# Directions to Coolock Retail Pk



## Ciaran (27 Nov 2006)

Hi all,
I've had a fruitless search for Halfords in Coolock Retail Pk. I came down the Tonlegee Rd from Santry to no avail - couldn't see the retail park at all! I heard it's 'somewhere' off the Malahide Rd but don't fancy searching in rush hr this evening. Does anyone know where exactly this retail park is? Thanks a million, Ciaran


----------



## CCOVICH (27 Nov 2006)

Ciaran said:


> Hi all,
> I've had a fruitless search for Halfords in Coolock Retail Pk. I came down the Tonlegee Rd from Santry to no avail - couldn't see the retail park at all! I heard it's 'somewhere' off the Malahide Rd but don't fancy searching in rush hr this evening. Does anyone know where exactly this retail park is? Thanks a million, Ciaran


 

It is off the Malahide Road, on the LHS as you go North, just before the Darndale Roundabout and the Texaco.  There is also a Woodies, Carpet Right, McDonalds and Aldi/Lidl.  You really can't miss it as it is visible from the road.


----------



## sue m (27 Nov 2006)

Coming from santry village , take the right turn into coolock lane, at the aroundabout continue straight.

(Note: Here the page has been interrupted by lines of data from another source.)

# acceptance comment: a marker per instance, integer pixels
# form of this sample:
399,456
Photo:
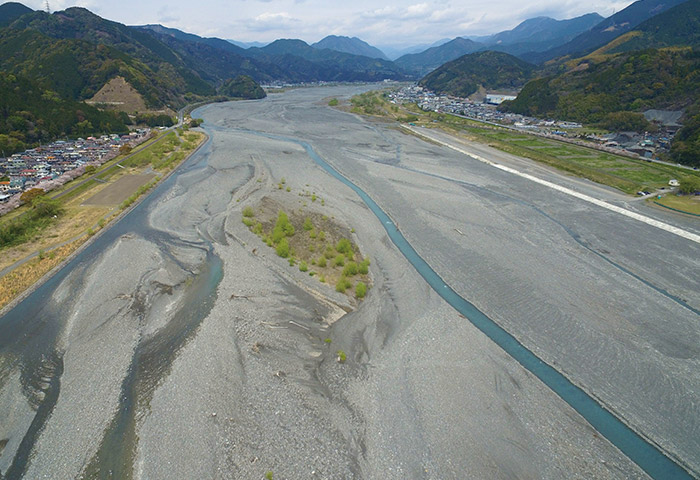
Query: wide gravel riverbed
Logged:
179,346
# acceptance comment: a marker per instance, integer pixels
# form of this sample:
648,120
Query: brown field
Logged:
117,192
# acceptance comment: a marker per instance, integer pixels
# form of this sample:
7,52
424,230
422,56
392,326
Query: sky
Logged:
394,23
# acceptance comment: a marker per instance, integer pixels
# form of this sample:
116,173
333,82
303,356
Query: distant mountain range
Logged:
634,72
70,55
428,60
489,69
607,30
352,45
533,35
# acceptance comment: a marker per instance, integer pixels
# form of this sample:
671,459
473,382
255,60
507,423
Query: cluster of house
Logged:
630,143
44,164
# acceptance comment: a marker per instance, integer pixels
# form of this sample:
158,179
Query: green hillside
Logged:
612,91
678,26
30,114
76,52
489,69
11,11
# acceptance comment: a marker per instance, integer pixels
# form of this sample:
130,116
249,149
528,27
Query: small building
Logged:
494,99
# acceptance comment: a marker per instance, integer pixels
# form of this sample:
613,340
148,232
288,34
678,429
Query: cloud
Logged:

Continue past northside shopping centre & cadbury's on the tongee road. At the junction between malahide road & Tongee turn left. On the Malahide road pass UCI on your right, continue straight at these lights On your left you will see Woodies etc ( before rounabout) , take this left. If driving you will have to move into the bus lane to take the left turn. Halfords is beside lidl/aldi not sure which it is.


----------



## Ciaran (27 Nov 2006)

Thanks a million both of you - exactly what I was looking for.


----------